Le climat sacrifié sur l’autel politicien ?

24 mars 2010 - Posté par Alain Grandjean - ( 5 ) Commentaires

Tweet about this on TwitterShare on FacebookShare on LinkedIn
-

Le premier ministre vient d’annoncer l’abandon, après les régionales, du projet de taxe carbone que le président de la république avait lancé après les européennes. Le poids politique de l’écologie est interprété de manière différente après ces deux élections : le président de la République a compris après les européennes qu’il fallait prendre au sérieux les enjeux climatiques. Se dit-il maintenant que cela ne lui rapporte rien au plan strictement électoral ? François Fillon tente de faire de la taxe carbone un bouc émissaire pour ressouder la majorité après la défaite cuisante qu’elle vient de subir. Gageons que ce pari ne réussira pas en 2012…

Quoiqu’il en soit ces calculs ne sont pas dignes d’un président de la République au moment où l’humanité est confrontée à des risques extrêmes et doit réagir rapidement et à tous les niveaux (du local au mondial en passant par le national) pour les conjurer.
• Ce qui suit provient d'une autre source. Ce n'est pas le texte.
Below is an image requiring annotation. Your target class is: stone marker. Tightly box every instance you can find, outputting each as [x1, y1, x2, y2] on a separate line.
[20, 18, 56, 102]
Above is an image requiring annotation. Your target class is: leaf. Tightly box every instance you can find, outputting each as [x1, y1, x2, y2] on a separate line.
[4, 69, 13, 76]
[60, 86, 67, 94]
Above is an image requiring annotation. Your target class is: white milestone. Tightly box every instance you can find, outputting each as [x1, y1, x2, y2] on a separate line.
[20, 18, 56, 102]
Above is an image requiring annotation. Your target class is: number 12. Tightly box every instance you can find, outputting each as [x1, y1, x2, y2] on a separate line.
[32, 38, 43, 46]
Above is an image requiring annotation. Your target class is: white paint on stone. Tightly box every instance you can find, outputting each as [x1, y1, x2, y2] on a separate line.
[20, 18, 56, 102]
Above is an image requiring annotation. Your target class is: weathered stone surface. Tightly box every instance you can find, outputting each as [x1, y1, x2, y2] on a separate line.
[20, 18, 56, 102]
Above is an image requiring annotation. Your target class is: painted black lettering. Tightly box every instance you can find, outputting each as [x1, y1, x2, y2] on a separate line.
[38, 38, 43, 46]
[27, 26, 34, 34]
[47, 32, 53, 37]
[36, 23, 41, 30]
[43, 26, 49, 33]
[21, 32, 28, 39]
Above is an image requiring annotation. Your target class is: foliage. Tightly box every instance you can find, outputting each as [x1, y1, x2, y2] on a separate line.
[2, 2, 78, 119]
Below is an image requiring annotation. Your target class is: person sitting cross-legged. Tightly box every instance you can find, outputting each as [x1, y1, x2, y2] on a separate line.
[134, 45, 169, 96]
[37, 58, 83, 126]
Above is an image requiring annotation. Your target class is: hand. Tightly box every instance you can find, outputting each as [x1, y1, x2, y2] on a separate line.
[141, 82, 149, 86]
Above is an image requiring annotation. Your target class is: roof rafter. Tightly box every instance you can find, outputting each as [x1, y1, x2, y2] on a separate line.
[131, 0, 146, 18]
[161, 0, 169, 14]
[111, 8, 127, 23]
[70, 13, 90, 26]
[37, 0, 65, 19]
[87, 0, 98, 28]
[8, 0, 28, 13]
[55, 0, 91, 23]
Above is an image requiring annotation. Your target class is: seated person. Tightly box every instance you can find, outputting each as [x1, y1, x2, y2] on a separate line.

Nous lui demandons donc de désavouer son premier ministre.

Cette décision qui intervient après plusieurs déclarations pour le moins ambigües, comme celle du salon de l’agriculture, donnerait clairement la preuve de l’absence de vision cohérente du gouvernement sur des enjeux majeurs. La crise pétrolière frappe à nos portes, les ménages et les entreprises ne se préparent pas assez vite et continuent à être infantilisés par des promesses qui ne seront pas tenues. Contrairement à une idée reçue la taxe carbone (dans une version plus ambitieuse que celle qui était envisagée, qui en constituait néanmoins le point de départ) est un rempart contre les pertes de compétitivité et de pouvoir d’achat qui vont frapper durement les entreprises et les ménages si aucune correction n’est faite au modèle économique actuel.

En voulant préserver son électorat et ses députés le président de la République détruirait l’un des instruments majeurs d’une politique économique durable. L’Histoire ne l’oublierait pas. Osons penser que la nuit porte conseil.

Alain Grandjean, http://alaingrandjean.fr/

Répondre à Stéphane

5 Responses to “Le climat sacrifié sur l’autel politicien ?”

  1. Alain, je suis en parfait accord avec ton propos.
    Je suis affecté, mais déterminé.
    Cela dit, je ne crois pas une seconde que Sarkozy fera une nouvelle fois volte-face. C’est mort et enterré.
    Comptes-tu publier une tribune de cet acabit sur le site de Carbone 4 ?

  2. Je suis effaré par l’annonce faite hier par F.Fillon. Quand on apprend le meme jour que le lobby japonais empeche de classer des especes de requins, thons… dans la liste des especes menacées, c’est à despérer de la nature humaine certains jours.
    A entendre les réactions positives à cette annonce dans les médias ou sur le web des politiques, des partenaires sociaux, des citoyens lamba, il est clair que la nature et l’ampleur des problemes à venir est inconnue, sous-estimée,… La priorité absolue est d’expliquer encore et encore le pourquoi d’une telle taxe, pour esperer l’appliquer un jour.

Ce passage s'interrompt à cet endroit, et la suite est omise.